Hailan Liu, Guo-Bo Chen
a Maize Research Institute, Sichuan Agricultural University, Chengdu 611130, Sichuan, China
b Phase I Clinical Research Institute, Zhejiang Provincial People’s Hospital, Affiliated People’s Hospital, Hangzhou Medical College, Hangzhou 310014, Zhejiang, China
c Key Laboratory of Endocrine Gland Diseases of Zhejiang Province, Hangzhou 310014, Zhejiang, China
Keywords:Genomic prediction GBLUP Randomized HE-regression Modified algorithm for Proven and Young
ABSTRACT Computational efficiency has become a key issue in genomic prediction (GP) owing to the massive historical datasets accumulated. We developed hereby a new super-fast GP approach (SHEAPY) combining randomized Haseman-Elston regression (RHE-reg) with a modified Algorithm for Proven and Young(APY) in an additive-effect model, using the former to estimate heritability and then the latter to invert a large genomic relationship matrix for best linear prediction. In simulation results with varied sizes of training population,GBLUP,HEAPY|A and SHEAPY showed similar predictive performance when the size of a core population was half that of a large training population and the heritability was a fixed value,and the computational speed of SHEAPY was faster than that of GBLUP and HEAPY|A. In simulation results with varied heritability, SHEAPY showed better predictive ability than GBLUP in all cases and than HEAPY|A in most cases when the size of a core population was 4/5 that of a small training population and the training population size was a fixed value.As a proof of concept,SHEAPY was applied to the analysis of two real datasets.
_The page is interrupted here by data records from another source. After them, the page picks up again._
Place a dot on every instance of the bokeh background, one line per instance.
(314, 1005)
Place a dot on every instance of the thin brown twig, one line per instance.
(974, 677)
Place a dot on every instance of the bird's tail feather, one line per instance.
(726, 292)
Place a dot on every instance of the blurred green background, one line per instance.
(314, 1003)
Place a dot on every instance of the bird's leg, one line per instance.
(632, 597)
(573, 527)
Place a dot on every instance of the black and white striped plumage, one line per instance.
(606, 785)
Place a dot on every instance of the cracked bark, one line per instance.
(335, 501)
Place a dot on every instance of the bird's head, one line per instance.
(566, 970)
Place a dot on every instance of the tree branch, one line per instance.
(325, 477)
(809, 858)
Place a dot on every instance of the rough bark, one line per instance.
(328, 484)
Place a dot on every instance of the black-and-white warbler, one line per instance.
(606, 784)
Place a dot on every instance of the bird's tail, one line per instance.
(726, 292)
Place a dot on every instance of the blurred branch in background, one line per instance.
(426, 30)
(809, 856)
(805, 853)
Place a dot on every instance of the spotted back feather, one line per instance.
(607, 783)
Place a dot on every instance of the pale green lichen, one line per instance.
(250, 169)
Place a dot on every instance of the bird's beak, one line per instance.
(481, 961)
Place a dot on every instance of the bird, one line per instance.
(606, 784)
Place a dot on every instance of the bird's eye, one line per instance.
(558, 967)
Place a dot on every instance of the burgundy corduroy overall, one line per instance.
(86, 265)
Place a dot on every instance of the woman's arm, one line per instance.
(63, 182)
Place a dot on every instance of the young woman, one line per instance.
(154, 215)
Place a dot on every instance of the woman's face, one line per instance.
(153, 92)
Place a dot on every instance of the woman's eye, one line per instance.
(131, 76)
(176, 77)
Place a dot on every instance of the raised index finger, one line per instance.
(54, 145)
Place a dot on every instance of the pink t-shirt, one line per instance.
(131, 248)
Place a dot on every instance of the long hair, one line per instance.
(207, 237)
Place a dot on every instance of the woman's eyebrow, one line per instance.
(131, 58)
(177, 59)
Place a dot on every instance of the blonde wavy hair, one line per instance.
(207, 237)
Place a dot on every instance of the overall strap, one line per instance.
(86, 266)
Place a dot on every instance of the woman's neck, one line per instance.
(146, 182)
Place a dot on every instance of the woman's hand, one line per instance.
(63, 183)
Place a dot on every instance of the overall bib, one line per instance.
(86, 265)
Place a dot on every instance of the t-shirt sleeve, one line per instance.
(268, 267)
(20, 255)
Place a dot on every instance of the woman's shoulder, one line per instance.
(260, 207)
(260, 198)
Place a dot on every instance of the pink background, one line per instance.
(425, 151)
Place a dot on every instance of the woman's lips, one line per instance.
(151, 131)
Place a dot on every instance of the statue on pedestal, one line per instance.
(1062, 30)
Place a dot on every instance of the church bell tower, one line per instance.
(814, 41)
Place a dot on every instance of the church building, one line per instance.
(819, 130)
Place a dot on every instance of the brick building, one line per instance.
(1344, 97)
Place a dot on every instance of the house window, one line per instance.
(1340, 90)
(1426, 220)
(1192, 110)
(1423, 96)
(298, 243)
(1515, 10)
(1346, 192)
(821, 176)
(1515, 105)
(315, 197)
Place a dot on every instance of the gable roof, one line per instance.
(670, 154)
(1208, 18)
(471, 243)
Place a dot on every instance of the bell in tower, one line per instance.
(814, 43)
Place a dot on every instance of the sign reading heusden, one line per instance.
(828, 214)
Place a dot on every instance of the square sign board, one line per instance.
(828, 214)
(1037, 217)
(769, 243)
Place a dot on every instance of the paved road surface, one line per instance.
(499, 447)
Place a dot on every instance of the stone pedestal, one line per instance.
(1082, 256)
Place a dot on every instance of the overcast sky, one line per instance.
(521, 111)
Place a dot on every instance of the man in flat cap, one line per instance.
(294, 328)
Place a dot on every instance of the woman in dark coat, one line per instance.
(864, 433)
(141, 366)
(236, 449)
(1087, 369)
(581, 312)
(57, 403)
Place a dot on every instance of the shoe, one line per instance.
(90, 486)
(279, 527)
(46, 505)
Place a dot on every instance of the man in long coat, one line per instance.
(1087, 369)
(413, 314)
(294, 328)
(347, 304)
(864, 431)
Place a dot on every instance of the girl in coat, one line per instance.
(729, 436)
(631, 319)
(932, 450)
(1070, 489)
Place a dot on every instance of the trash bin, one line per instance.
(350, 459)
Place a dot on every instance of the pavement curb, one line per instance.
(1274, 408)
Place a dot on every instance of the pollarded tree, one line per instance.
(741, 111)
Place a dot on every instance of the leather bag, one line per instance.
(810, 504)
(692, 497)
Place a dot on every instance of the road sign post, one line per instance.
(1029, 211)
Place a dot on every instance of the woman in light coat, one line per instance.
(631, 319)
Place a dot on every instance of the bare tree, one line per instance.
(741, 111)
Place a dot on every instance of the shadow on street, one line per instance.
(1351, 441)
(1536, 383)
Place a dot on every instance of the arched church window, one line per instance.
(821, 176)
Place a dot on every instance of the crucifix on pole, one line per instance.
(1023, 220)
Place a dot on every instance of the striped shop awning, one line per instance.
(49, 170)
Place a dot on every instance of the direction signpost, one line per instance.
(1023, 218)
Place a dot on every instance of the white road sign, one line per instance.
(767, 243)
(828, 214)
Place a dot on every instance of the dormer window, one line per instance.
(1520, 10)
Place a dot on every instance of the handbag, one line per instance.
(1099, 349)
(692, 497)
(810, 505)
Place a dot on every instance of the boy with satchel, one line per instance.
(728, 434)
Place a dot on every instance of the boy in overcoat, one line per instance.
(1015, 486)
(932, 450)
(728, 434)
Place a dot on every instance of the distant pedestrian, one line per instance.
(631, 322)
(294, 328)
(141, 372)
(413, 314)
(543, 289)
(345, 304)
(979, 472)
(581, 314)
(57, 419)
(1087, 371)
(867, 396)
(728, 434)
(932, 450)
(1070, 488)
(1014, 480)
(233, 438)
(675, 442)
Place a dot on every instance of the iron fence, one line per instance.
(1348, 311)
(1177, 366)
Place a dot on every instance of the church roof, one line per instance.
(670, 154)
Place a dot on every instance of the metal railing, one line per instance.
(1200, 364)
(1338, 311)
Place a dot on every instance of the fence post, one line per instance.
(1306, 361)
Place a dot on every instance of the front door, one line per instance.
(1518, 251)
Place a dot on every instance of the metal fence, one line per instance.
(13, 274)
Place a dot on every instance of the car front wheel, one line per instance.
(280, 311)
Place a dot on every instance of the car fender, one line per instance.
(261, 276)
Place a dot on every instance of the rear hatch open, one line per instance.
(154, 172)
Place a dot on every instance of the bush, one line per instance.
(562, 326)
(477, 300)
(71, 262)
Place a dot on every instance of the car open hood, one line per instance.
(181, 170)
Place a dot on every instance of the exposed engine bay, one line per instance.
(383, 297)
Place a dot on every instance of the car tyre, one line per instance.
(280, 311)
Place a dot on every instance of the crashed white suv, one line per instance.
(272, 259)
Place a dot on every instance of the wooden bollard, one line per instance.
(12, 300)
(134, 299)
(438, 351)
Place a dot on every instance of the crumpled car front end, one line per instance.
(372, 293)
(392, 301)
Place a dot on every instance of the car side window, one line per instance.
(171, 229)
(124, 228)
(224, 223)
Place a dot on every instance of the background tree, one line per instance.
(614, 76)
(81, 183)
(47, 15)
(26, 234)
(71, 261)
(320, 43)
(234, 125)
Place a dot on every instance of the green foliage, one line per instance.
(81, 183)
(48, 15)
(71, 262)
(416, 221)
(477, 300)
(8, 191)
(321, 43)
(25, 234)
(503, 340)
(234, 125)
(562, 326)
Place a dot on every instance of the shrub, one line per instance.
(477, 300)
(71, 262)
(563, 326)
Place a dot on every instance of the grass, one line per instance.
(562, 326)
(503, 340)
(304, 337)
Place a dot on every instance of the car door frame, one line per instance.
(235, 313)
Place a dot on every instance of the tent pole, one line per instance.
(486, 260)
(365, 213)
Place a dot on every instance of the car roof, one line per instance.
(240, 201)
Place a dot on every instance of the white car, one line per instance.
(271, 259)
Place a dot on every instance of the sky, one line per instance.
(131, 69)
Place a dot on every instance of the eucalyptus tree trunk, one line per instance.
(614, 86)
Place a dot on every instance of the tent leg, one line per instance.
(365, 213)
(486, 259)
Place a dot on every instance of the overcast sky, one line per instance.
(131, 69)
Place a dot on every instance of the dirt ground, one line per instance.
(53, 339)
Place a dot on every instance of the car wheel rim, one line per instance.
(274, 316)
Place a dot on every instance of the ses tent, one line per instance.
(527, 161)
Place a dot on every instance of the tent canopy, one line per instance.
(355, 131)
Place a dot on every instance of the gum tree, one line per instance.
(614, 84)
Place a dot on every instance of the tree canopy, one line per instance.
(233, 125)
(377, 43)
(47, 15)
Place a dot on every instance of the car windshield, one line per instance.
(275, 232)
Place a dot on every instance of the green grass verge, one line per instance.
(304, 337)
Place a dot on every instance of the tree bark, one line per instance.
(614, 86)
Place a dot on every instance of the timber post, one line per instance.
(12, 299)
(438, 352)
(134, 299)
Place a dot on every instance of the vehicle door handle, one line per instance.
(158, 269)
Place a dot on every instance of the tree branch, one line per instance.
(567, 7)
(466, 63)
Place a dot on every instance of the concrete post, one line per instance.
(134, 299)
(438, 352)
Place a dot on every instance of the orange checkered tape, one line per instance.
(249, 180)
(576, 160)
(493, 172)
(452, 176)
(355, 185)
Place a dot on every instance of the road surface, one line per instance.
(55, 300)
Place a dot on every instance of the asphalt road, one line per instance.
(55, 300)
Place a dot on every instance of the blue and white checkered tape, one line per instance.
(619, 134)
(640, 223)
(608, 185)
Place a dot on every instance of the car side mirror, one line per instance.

In an Arabidopsis thaliana F2 population, the predictive performance of SHEAPY was similar to or better than that of GBLUP and HEAPY|A in most cases when the size of a core population(200) was 2/3 of that of a small training population (300). In a sorghum multiparental population,SHEAPY showed higher predictive accuracy than HEAPY|A for all of three traits, and than GBLUP for two traits. SHEAPY may become the GP method of choice for large-scale genomic data.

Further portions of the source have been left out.